About Oren E. Long, Territorial Governor of Hawaii, U.S. Senator
Oren Ethelbirt Long (March 4, 1889 – May 6, 1965), was the tenth Territorial Governor of Hawaii and served from 1951 to 1953. A member of the Hawai'i Democratic Party, Long was appointed to the office after the term of Ingram Stainback. After statehood was achieved he served in the United States Senate, one of the first two, along with Hiram Fong, to represent Hawai'i in that body. Long remains the only U.S. Senator from Hawaii with no Asian ancestry.

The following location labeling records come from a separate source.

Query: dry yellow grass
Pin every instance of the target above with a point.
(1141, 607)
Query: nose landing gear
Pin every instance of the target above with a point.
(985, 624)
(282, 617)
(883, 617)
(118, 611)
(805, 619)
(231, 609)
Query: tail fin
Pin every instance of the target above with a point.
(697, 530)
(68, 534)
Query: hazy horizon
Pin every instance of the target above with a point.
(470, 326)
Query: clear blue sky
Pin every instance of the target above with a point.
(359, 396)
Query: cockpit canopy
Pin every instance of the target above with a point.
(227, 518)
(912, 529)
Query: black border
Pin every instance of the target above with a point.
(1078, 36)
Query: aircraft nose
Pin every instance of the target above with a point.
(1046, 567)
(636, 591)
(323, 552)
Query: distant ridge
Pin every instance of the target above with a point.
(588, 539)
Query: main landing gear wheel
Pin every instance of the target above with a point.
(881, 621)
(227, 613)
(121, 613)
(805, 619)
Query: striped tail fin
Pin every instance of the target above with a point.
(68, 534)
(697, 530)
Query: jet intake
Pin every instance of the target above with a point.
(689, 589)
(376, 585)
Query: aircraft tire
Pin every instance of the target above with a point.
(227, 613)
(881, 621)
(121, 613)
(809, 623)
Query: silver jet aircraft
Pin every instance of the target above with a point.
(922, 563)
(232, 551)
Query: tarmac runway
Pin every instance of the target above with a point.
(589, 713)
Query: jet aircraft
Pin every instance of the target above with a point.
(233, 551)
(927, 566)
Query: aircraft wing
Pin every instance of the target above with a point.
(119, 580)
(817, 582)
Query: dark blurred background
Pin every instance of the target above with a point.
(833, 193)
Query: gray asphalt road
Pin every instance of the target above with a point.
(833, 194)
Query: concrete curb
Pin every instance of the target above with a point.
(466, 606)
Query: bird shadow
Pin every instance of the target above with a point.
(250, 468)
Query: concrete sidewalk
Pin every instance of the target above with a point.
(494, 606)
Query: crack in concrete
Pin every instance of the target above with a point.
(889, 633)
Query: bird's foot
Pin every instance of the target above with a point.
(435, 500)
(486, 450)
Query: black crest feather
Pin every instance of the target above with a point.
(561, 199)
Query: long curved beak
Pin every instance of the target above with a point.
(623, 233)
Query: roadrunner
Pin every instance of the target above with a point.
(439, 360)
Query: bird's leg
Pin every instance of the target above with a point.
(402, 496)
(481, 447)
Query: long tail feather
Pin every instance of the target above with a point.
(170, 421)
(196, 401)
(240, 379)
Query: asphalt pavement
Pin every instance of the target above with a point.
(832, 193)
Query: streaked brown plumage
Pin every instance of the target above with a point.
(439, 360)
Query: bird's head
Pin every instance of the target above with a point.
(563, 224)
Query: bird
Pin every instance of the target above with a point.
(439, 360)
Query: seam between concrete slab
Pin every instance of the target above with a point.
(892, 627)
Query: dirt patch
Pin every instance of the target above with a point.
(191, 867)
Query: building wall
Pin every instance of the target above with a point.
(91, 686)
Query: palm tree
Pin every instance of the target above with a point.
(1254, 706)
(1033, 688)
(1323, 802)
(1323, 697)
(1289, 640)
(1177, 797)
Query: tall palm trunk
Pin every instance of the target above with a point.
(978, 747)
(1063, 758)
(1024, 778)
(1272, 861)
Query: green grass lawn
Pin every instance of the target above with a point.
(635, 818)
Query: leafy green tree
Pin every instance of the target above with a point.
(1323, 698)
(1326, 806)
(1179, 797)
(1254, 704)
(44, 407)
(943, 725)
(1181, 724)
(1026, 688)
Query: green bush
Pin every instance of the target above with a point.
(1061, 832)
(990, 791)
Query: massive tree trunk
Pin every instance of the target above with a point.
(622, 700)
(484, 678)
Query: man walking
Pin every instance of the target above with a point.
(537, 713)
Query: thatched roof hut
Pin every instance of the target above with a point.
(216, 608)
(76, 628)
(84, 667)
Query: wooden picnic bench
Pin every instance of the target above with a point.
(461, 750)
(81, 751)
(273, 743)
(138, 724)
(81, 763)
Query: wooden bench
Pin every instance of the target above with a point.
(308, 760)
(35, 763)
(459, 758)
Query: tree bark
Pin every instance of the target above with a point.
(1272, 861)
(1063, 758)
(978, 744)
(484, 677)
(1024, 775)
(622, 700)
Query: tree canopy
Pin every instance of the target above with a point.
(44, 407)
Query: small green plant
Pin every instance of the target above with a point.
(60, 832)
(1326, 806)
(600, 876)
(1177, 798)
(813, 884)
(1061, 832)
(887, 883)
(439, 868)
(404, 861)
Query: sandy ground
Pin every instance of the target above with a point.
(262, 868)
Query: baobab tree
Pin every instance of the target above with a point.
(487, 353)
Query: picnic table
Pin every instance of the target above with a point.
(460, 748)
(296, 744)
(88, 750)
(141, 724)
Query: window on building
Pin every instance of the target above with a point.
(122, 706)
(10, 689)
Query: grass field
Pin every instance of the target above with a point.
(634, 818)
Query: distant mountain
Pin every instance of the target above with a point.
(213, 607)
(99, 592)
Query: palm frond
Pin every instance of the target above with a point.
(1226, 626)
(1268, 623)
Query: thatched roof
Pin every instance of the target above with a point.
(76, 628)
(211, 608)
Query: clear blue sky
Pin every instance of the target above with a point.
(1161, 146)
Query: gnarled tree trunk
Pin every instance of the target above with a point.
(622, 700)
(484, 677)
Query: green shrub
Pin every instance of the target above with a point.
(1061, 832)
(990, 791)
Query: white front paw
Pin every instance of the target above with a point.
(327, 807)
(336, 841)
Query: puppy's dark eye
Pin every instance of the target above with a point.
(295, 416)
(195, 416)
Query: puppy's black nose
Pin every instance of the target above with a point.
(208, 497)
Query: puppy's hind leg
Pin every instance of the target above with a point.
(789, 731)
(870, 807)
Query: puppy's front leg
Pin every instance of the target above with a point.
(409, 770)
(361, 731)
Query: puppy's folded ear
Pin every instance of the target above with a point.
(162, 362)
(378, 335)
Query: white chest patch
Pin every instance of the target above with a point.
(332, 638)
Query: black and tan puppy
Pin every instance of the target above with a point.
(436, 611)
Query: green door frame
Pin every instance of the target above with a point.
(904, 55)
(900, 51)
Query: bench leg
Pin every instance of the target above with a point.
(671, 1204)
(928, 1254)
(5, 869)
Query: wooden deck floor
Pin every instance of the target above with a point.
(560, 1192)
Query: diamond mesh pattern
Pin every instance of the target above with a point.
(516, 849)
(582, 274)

Long was born in Altoona, Kansas and attended Johnson Bible College in Knoxville, Tennessee, University of Michigan, and Columbia University in New York City. He first came to Hawai'i in 1917 as a social worker in Hilo. He then held various educational positions in the public school system eventually becoming a superintendent from 1933 to 1946. He was appointed Governor of the Territory of Hawai'i by President of the United States Harry Truman in 1951 and served until 1953. Long served in the Hawaii Territorial Senate 1956-1959.
On July 28, 1959 he was elected to one of the two Senate seats from the newly formed State of Hawaii, and took office on August 21, 1959. The other Senator elected was Republican Hiram Fong. Long chose not to run for re-election in 1962, and was succeeded by fellow Democrat & then-Rep. Daniel Inouye, in January 1963.
Long appeared as a contestant on What's My Line? shortly after taking office. After three rounds of questioning, the panel successfully guessed him to be the senator from Hawaii.
He died in 1965 of a heart attack in Honolulu, Hawaii and was buried in Oahu Cemetery.